On behalf of all those who bitched about Hulk back in 2003, I'd like to apologise to Ang Lee. His one and only foray into the comic book movie was undeniably flawed, but it had a surfeit of ambition, maybe even too much - not a sin that the subgenre commits all that often.

Ambition certainly isn't something that Louis Leterrier's quasi-remake, pseudo-sequel The Incredible Hulk has to worry about. In the eight years of the modern superhero wave, I'm not sure that there has been such a perfect example of a wholly mediocre comic movie, not as crushingly awful as Fantastic Four or The League of Extraordinary Gentlemen, but still lacking even the slightest hint of inspiration on any level. To belabor the pun that everyone else has already belabored, there's nothing about it that's even a little bit incredible.

Probably the best thing that the film does is its opening five minutes, in which the Hulk's origin story is swiftly retold in a manner not especially consistent with Hulk, nor with Stan Lee and Jack Kirby's first comics: Bruce Banner (Edward Norton), a biologist, subjects himself to what he thinks is an experiment in creating increased radiation tolerance in humans, but is actually a government supersoldier experiment. Quicker than you can say "Hulk smash!" Banner is cursed with a condition that turns him into a mindless green giant whenever his pulse rate spikes, particularly when he's angry. Fleeing the evil army spooks, Banner ends up in Brazil, right where the first movie left him, and we catch up to him five years into his self-imposed exile, trying desperately to find a cure with the help of his online buddy, a scientist hiding behind the pseudonym "Mr. Blue".

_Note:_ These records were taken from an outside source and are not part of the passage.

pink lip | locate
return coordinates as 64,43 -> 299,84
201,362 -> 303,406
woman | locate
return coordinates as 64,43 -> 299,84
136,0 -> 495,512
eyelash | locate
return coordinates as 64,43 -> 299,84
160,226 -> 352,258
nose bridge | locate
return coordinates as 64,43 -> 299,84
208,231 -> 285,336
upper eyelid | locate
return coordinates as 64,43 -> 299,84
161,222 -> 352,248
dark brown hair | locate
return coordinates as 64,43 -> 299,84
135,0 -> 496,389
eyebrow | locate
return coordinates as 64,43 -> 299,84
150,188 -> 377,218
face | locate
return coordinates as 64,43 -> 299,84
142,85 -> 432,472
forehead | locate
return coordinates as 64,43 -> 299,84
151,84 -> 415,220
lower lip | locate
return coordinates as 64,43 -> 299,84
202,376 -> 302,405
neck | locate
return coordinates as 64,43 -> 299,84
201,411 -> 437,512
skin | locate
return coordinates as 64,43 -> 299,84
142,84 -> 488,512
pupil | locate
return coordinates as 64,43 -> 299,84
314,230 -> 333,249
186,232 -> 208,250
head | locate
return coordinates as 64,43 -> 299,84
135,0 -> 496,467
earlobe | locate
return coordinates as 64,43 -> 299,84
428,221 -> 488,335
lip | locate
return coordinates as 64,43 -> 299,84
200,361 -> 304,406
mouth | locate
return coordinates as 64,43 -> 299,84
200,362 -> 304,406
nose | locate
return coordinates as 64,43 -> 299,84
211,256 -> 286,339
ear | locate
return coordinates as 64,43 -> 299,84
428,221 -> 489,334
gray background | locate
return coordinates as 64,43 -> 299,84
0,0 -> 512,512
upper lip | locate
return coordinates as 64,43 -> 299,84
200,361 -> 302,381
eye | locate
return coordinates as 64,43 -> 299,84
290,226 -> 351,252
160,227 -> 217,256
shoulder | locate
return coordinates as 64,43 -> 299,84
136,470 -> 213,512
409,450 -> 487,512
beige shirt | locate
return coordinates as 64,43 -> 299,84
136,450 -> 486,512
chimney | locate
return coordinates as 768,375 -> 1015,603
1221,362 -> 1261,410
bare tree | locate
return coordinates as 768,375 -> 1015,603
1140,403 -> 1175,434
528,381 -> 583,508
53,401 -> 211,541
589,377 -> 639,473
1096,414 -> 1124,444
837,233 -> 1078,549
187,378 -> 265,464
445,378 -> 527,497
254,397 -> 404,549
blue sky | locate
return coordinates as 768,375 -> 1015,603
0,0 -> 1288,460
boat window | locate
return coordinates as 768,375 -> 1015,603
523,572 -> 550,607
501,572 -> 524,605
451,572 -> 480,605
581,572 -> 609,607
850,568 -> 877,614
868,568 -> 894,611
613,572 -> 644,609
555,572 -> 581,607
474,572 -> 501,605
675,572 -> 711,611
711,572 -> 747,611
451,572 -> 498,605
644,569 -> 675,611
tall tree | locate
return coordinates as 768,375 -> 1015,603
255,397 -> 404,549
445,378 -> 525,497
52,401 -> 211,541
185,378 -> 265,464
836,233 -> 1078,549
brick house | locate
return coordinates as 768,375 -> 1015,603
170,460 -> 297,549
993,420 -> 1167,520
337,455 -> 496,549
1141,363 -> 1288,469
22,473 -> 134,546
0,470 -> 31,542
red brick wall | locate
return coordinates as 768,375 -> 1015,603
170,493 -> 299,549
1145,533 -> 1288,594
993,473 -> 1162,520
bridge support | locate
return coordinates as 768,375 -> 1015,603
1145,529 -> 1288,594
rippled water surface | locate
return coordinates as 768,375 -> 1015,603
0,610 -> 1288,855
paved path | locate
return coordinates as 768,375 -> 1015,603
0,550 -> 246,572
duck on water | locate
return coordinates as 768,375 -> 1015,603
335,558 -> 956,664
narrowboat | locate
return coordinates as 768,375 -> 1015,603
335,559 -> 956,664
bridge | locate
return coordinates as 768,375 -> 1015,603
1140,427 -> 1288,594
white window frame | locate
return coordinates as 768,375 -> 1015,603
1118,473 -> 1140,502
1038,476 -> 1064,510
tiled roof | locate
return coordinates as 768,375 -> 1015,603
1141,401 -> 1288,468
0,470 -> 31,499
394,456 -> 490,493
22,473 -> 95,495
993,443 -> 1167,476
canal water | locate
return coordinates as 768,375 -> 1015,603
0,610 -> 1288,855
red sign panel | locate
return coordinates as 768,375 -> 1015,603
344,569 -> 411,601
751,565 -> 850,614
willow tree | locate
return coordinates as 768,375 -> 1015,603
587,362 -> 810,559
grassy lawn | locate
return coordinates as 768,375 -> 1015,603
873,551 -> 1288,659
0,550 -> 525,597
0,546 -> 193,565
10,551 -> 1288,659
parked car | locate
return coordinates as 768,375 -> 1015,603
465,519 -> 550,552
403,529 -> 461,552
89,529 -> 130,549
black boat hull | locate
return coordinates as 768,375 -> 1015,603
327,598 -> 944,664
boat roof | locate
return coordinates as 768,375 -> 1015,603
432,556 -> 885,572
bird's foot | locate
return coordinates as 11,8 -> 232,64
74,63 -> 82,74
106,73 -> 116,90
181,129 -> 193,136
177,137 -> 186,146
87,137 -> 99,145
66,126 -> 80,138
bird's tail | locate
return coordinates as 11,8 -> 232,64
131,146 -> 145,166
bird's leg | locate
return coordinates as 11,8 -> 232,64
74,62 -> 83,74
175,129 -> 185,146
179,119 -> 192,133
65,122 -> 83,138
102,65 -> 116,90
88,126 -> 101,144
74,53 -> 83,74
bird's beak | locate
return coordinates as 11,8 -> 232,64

That's as far as a plot recap can really take us, for nearly all of the almost two hours of The Incredible Hulk consists of one two things: Banner sneaks around, hiding from the army in the form of Gen. Thunderbolt Ross (William Hurt) and professional bounty hunter Emil Blonsky (Tim Roth), or the Hulk punches things and roars. A handful of scenes that pretty much rip off King Kong in all the ways that matter demonstrate that Banner still has feelings for his long-lost love Betty Ross (Liv Tyler), the general's daughter. And really, unending scenes of plotless mayhem are not bad per se - it was indeed among the chief flaws of Lee's film that he doled out action scenes so sparingly. But come on, it's 2008. I truly doubt that the modern viewer has much excitement left for awesome CGI battle sequences qua awesome CGI battle sequences, and no matter how many times we see a computer-generated Hulk who looks just a tiny bit like Norton throwing computer-generated tanks about, it doesn't feel revelatory in even the remotest way. It just feels rote, especially in the Hulk's climactic battle with the evil Hulk-analogue Abomination: one block of green pixels smashing the shit out of another block of tan pixels.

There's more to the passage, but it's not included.